The Fellowship of the Repo: A New Path is Chosen

After researching and discussing for a while, we finally decided to address the core issue: the pattern of forgetting and losing our content. As a software development company, we have one and only one sacred, holy thing that we preserve with our lives: the source code repository. We realized that anything once committed to the repo, backed up, and version-controlled would genuinely not be forgotten and lost.

With that truth established, the only remaining decision was which static site generator (SSG) we should use to convert our blog posts (written in something like reStructuredText or Markdown) into lightweight static web pages.

Here's a short list of popular SSGs we considered: Astro, Hugo, Zola, 11ty, and Jekyll.

You'll notice that we entirely neglected this highly popular list and instead decided to use Pelican.

Why Pelican, you ask? The answer is simple and satisfying: because years ago, we proudly changed our software development stack from PHP to Python!

Pelican is super easy to install, easy to use, great for building content, and simple to deploy (even though it doesn't need to handle the deployment itself). You might argue that Hugo is the most popular static site compiler, but then again, there is 'Go' in HuGo... and it's definitely not 'Huthon' or something similar. 😁

The Return of the Content: Settling in Python's Realm

And here we are! I’m writing our very first blog post in reStructuredText (reST) after successfully switching to our new blog engine: Pelican.

Luckily for us, this time we managed to save our content. Blogspot has a tool to export everything as an RSS feed XML, and from there, you can use one of the available converters to extract your data as reST or Markdown.
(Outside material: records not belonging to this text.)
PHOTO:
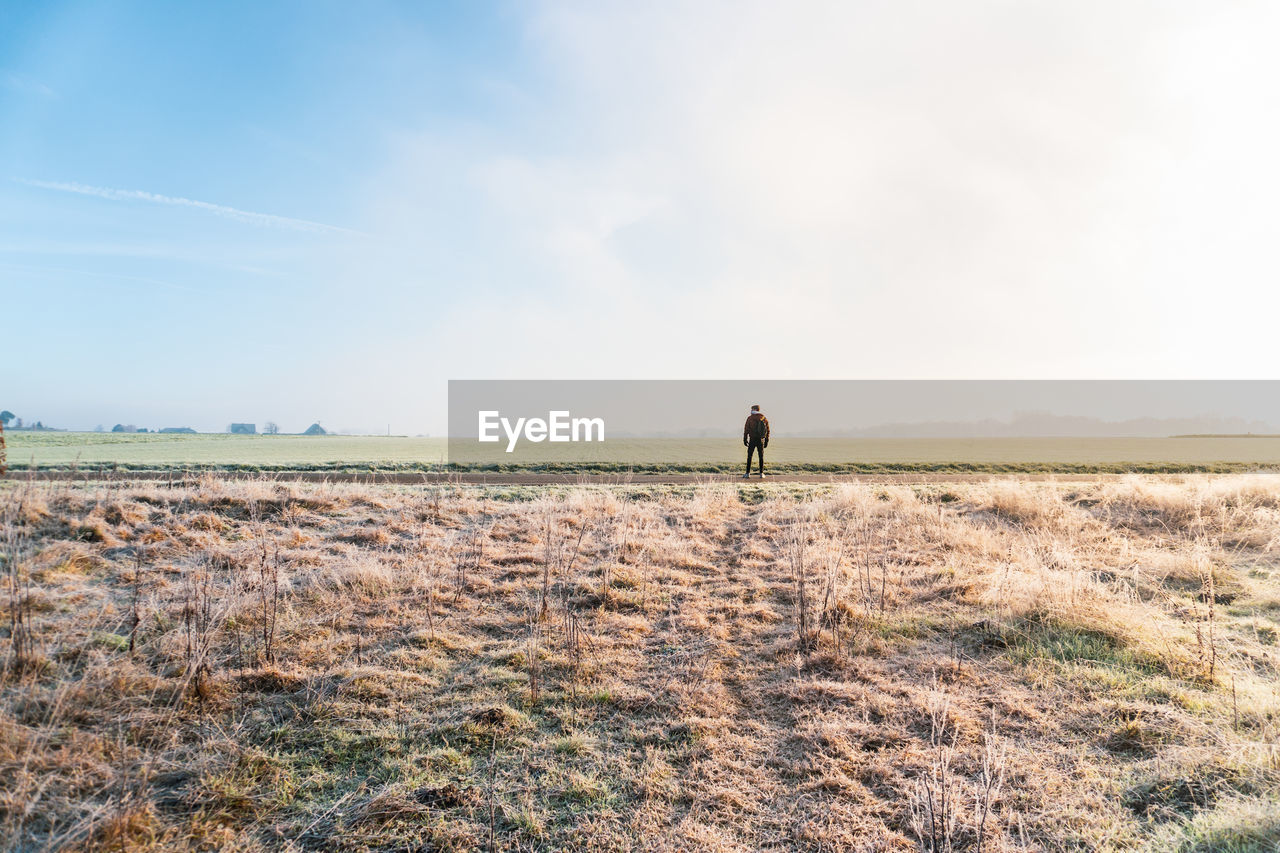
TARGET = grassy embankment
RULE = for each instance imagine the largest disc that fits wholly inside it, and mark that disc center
(247, 665)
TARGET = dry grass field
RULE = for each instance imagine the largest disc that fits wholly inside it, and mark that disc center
(991, 666)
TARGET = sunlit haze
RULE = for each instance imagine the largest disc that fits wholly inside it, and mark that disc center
(323, 211)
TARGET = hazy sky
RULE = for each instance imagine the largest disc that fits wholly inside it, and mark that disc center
(298, 211)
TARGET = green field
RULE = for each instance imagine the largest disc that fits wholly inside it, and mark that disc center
(379, 452)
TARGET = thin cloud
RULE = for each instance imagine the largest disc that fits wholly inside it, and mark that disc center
(248, 217)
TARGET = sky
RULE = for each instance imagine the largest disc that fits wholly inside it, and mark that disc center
(300, 211)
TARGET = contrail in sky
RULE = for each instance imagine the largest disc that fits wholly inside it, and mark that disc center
(266, 220)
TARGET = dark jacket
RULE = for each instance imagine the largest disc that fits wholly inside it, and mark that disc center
(755, 429)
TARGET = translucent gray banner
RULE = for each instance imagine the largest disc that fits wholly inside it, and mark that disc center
(826, 424)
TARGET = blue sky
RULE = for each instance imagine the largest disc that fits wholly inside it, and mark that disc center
(298, 211)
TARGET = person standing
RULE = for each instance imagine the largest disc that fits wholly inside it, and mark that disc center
(755, 437)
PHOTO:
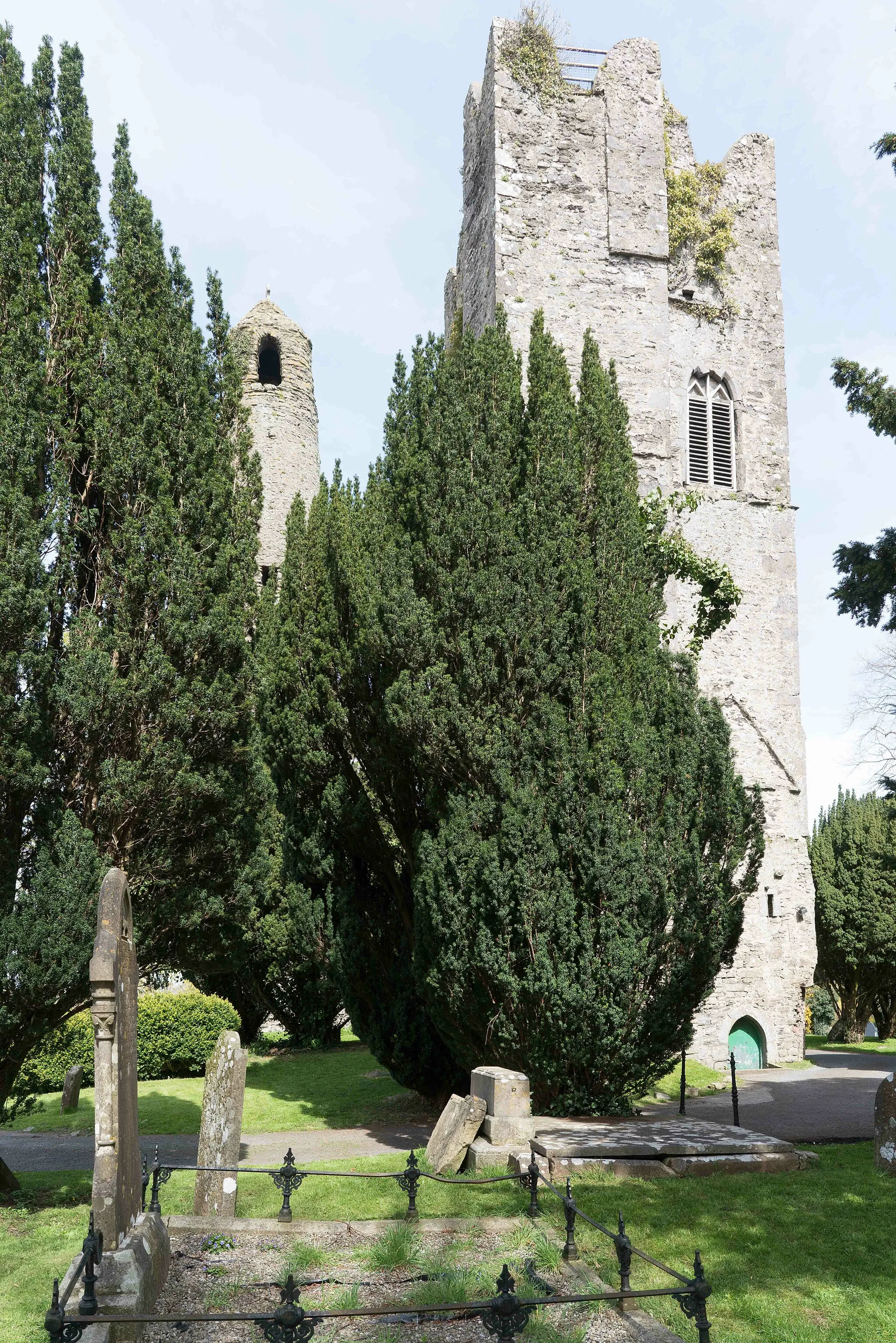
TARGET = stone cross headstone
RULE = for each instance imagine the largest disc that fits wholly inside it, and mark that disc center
(456, 1129)
(886, 1126)
(113, 1006)
(221, 1127)
(72, 1088)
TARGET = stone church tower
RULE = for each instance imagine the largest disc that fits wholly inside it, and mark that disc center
(280, 392)
(565, 209)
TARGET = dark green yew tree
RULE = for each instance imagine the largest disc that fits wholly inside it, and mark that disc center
(128, 520)
(854, 863)
(543, 845)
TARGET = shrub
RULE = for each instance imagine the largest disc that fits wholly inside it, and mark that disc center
(175, 1036)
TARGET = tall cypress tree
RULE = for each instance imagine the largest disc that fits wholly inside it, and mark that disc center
(546, 843)
(128, 536)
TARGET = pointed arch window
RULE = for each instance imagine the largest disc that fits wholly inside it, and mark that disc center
(711, 432)
(269, 370)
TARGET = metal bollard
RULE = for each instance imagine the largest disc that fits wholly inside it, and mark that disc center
(734, 1091)
(682, 1099)
(534, 1210)
(570, 1249)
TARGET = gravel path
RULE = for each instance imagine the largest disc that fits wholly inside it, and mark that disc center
(241, 1277)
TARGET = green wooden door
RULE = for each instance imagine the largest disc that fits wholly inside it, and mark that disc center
(745, 1042)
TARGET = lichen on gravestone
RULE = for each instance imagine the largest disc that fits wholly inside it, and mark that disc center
(221, 1127)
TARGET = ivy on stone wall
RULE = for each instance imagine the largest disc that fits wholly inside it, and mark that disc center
(531, 52)
(696, 229)
(675, 556)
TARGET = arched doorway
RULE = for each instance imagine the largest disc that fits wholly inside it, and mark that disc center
(747, 1044)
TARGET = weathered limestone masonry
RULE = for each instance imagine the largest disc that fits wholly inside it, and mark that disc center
(280, 392)
(565, 207)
After a small debate, we chose reST as the "source code" for our posts. Why? Because it’s a richer format than Markdown and, mostly, because it was introduced by the Python community (remember the "Huthon" joke?).

Converters are good—they handle the dirty, annoying part for you—but they aren't magic. To get decent, perfectly formatted reST or Markdown, you absolutely need to review the converted results. It’s not a pleasant job, but what’s the alternative? Lose everything again? Nope.

After clearing and tidying the content, you face the next hard and tedious job: a theme! Sure, Pelican supports themes, and you can find dozens of open-source options. But if you have a specific design in mind—or, like us, you want to customize one—choosing (or building) the right one becomes a project in itself. We had a clear vision: super minimalistic, mobile-friendly, JS-free (as much as one can), and fully compliant with HTML5 and CSS3.

After reading and analyzing a lot of open-source themes, I decided to take the base simple theme and customize it heavily. You are now looking at the result! I encourage you to inspect the CSS and HTML; we think we did a decent job keeping the theme structure minimalistic.

The final piece of the puzzle is content safety. The storage for all our blog posts is now our sacred code repository: Subversion. It is monitored and backed up regularly, so losing content is finally a thing of the past. To top it off, we constructed a CI/CD pipeline for automatically building and publishing new posts to VXSoft Development Blog.

This is it, folks! I anticipate follow-up posts coming soon, diving into our Pelican theme structure and blog deployment routines.